Coming into the 2022 general session, Utah’s coffers were bursting with an extra $1 billion in one-time cash and another $219 million in ongoing funds. February’s revenue estimates added another $865 million to that total. But even with that extra cash, there wasn’t enough to cover every request.
Consider the Business, Economic Development and Labor Appropriations Subcommittee’s sifting through $492 million in requests for one-time funding, ultimately prioritizing $383 million. Legislative leaders funded just $44 million of those requests.
Sen. Jerry Stevenson, R-Layton, described what he said was one of the most challenging budget years he’s ever been through.
“There was this perception when we started that we were all walking around with money falling out of our pockets. That brought everyone out of the corner that wanted a nickel,” Stevenson said.
When that list for priority funding became public late last week, lawmakers were surprised to see a number of their appropriations slashed, which led to some grumbling.
Stevenson explained budget leaders used seven “guiding principles” to decide what got funding. Those guidelines included whether or not the proposal aligned with one or more functions of state government, avoided a structural deficit, inspired innovation or improvement of government services and provided a long-term benefit for taxpayers. They also considered whether the proposal was duplicating something provided by another level of government or the private sector.
Not every request matched all of the guidelines but warranted further consideration if it met at least three of the seven.

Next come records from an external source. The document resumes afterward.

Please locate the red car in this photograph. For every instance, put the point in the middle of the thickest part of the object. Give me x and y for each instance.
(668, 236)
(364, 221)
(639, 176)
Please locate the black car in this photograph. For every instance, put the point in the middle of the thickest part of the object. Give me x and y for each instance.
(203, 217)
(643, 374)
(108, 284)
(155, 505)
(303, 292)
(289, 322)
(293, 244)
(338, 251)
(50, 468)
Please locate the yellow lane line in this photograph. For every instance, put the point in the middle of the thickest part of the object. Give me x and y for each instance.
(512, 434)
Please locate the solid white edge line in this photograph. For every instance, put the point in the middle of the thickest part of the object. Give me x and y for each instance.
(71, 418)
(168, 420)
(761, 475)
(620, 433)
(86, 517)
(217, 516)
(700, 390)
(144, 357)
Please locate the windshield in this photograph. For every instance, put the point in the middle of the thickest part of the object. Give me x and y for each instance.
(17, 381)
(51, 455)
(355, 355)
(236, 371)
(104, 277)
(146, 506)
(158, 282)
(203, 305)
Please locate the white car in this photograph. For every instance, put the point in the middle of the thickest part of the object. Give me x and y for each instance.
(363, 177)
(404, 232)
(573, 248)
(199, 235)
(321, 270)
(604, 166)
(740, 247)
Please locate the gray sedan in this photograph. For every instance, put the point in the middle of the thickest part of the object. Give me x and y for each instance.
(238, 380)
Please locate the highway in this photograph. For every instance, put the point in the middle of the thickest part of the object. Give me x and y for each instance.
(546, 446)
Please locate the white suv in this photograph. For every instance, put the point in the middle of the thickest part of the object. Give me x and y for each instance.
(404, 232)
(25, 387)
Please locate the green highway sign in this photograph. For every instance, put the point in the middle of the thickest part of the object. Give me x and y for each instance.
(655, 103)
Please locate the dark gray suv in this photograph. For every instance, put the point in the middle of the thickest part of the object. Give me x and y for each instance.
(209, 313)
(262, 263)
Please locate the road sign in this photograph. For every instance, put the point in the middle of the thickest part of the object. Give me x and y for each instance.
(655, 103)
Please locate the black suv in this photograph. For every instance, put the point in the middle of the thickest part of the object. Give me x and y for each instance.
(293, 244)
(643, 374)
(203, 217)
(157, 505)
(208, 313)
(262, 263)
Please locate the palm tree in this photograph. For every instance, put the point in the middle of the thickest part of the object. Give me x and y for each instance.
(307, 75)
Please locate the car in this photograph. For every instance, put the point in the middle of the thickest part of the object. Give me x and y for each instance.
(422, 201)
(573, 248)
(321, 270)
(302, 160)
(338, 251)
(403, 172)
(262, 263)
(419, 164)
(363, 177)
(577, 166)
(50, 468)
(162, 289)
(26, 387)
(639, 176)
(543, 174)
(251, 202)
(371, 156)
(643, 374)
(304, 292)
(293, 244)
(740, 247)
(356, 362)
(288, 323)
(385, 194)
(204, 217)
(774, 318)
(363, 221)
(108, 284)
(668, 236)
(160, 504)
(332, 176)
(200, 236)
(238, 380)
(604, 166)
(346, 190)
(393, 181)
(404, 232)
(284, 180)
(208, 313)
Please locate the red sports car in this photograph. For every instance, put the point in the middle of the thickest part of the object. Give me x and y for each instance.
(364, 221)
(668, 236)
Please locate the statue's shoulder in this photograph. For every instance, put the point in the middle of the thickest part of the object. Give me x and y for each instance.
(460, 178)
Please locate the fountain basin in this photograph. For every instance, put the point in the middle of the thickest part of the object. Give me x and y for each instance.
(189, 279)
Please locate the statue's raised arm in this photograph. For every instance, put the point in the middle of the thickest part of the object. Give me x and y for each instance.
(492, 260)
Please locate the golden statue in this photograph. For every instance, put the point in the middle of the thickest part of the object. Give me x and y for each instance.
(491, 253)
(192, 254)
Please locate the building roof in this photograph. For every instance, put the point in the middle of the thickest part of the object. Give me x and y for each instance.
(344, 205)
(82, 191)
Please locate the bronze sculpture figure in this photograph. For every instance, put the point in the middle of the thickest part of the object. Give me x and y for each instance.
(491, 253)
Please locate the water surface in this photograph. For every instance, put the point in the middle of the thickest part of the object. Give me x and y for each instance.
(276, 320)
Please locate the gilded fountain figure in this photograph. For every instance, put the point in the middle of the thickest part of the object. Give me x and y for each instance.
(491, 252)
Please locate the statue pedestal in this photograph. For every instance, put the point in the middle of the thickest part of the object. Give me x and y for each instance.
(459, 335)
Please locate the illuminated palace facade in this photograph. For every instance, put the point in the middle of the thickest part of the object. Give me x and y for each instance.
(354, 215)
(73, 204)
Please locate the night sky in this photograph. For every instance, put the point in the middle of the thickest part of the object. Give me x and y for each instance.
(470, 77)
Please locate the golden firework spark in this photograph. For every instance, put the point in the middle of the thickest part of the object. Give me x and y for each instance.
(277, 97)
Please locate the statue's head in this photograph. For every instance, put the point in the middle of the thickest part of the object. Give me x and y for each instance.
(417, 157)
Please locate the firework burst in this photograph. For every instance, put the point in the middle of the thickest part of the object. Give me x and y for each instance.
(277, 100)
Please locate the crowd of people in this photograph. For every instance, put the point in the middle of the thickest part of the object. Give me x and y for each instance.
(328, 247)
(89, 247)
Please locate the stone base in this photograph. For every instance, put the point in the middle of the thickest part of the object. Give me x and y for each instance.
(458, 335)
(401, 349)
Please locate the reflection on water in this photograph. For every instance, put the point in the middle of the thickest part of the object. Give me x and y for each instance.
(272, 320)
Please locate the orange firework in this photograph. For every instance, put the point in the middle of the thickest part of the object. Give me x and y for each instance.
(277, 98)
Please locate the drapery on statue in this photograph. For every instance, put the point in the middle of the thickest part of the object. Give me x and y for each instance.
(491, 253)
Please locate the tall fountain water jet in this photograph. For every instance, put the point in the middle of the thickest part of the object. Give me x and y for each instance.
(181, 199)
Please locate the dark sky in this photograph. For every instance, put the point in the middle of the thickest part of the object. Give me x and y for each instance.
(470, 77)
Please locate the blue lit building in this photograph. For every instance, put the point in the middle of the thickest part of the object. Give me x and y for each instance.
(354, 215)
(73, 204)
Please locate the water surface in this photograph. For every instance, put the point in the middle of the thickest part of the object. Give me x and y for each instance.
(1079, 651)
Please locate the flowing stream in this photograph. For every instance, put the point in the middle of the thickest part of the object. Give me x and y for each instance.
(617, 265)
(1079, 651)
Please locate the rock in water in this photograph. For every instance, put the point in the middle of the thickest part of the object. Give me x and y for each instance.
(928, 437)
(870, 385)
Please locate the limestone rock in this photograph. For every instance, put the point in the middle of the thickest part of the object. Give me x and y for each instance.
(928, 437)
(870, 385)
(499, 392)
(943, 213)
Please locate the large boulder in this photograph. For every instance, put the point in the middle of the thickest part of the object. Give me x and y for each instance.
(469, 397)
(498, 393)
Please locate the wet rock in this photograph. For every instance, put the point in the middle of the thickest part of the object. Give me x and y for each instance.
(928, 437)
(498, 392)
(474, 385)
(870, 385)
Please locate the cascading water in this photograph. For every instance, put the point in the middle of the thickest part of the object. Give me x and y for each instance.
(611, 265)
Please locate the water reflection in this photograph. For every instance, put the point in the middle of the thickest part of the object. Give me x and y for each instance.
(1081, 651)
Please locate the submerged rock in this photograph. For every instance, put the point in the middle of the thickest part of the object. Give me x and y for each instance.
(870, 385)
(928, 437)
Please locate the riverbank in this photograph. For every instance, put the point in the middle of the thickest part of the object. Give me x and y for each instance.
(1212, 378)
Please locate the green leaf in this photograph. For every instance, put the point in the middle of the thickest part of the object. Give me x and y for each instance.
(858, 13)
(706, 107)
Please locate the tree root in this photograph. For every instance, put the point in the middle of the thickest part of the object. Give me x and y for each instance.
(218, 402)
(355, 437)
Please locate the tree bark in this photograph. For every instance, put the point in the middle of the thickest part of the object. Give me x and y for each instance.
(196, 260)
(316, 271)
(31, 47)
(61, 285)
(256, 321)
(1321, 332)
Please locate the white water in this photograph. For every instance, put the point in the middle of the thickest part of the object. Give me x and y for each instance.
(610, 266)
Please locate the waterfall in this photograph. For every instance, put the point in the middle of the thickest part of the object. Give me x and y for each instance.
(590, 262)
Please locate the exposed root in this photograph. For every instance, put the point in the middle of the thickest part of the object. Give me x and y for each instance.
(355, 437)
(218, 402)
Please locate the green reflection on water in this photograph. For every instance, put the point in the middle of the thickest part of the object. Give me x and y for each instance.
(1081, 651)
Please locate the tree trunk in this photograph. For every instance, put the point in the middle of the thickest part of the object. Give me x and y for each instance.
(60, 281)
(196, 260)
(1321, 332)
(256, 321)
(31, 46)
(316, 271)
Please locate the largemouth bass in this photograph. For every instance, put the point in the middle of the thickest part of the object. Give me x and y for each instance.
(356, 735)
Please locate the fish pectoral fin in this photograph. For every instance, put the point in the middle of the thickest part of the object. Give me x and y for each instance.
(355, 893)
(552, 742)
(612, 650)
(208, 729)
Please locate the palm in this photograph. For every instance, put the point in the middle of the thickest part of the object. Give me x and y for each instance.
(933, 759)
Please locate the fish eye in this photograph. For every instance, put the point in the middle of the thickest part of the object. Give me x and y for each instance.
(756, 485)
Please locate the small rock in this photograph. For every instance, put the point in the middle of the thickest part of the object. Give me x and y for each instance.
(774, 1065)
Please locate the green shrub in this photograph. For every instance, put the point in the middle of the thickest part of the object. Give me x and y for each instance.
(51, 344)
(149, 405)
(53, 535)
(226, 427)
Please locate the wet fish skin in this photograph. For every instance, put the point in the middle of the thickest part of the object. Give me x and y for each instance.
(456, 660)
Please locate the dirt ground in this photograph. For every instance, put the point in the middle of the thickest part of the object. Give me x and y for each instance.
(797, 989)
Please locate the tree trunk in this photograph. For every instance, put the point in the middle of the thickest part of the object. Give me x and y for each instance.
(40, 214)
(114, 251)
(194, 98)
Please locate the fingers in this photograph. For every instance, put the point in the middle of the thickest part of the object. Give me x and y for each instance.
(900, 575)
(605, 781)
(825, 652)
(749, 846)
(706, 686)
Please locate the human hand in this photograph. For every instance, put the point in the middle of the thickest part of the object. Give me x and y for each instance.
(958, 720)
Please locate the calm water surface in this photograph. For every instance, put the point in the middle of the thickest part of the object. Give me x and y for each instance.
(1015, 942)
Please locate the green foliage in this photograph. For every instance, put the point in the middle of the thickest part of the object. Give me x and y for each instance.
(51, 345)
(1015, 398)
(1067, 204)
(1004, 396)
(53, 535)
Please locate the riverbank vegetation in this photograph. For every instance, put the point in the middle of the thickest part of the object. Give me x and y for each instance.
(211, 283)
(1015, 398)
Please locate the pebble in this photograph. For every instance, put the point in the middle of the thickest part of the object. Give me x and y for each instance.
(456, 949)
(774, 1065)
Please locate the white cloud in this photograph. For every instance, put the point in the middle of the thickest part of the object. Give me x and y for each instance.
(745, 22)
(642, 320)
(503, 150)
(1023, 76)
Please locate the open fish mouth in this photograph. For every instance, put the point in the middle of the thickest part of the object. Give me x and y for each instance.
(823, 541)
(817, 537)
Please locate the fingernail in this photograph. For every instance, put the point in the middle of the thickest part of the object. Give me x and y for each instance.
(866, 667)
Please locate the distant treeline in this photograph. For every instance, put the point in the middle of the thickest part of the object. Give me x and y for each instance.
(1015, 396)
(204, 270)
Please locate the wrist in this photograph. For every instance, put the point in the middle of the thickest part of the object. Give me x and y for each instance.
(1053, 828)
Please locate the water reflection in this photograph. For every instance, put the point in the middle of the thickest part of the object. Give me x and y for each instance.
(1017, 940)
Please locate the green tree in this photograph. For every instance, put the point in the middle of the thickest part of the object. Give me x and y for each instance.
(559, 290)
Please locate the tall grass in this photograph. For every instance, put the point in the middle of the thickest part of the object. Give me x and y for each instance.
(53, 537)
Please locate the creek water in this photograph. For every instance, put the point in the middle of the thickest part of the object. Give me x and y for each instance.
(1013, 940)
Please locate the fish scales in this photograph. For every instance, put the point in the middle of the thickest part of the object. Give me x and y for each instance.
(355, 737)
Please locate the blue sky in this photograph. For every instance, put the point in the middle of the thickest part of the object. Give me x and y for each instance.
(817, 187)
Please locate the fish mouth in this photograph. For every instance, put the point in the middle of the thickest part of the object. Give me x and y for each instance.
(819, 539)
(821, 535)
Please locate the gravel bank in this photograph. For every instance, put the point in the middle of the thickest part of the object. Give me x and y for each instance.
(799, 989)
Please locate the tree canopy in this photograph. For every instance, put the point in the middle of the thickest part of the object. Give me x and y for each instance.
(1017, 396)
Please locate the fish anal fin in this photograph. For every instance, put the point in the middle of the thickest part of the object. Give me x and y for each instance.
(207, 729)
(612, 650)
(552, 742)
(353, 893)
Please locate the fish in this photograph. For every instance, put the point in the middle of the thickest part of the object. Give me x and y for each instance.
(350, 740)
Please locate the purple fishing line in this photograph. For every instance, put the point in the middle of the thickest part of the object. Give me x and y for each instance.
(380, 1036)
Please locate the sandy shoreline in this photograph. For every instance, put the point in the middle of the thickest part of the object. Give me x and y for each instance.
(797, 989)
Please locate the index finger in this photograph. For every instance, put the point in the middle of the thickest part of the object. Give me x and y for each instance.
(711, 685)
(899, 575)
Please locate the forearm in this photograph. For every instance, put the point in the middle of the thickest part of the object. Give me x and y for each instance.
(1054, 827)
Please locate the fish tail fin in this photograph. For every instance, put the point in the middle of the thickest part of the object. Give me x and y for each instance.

Legislative budget leaders approved $29 million in ongoing funding requests and $1.13 billion in one-time spending.
On Thursday evening, legislative leaders added $5 million for pay increases for correctional officers, which is on top of the $15 million approved last week. The total $20 million, equal to a 3.5% pay increase, is still less than the $35 million pay boost recommended by an appropriations committee.
A majority of the one-time funding is for construction projects.
The biggest chunk is $1 billion for transportation infrastructure, which includes road construction and public transit. Although the list of projects is not yet available, the intent language for that funding says the money will be used on “various transportation infrastructure projects.”
The final appropriations bills will be made public sometime Friday before the House and Senate give their final approval.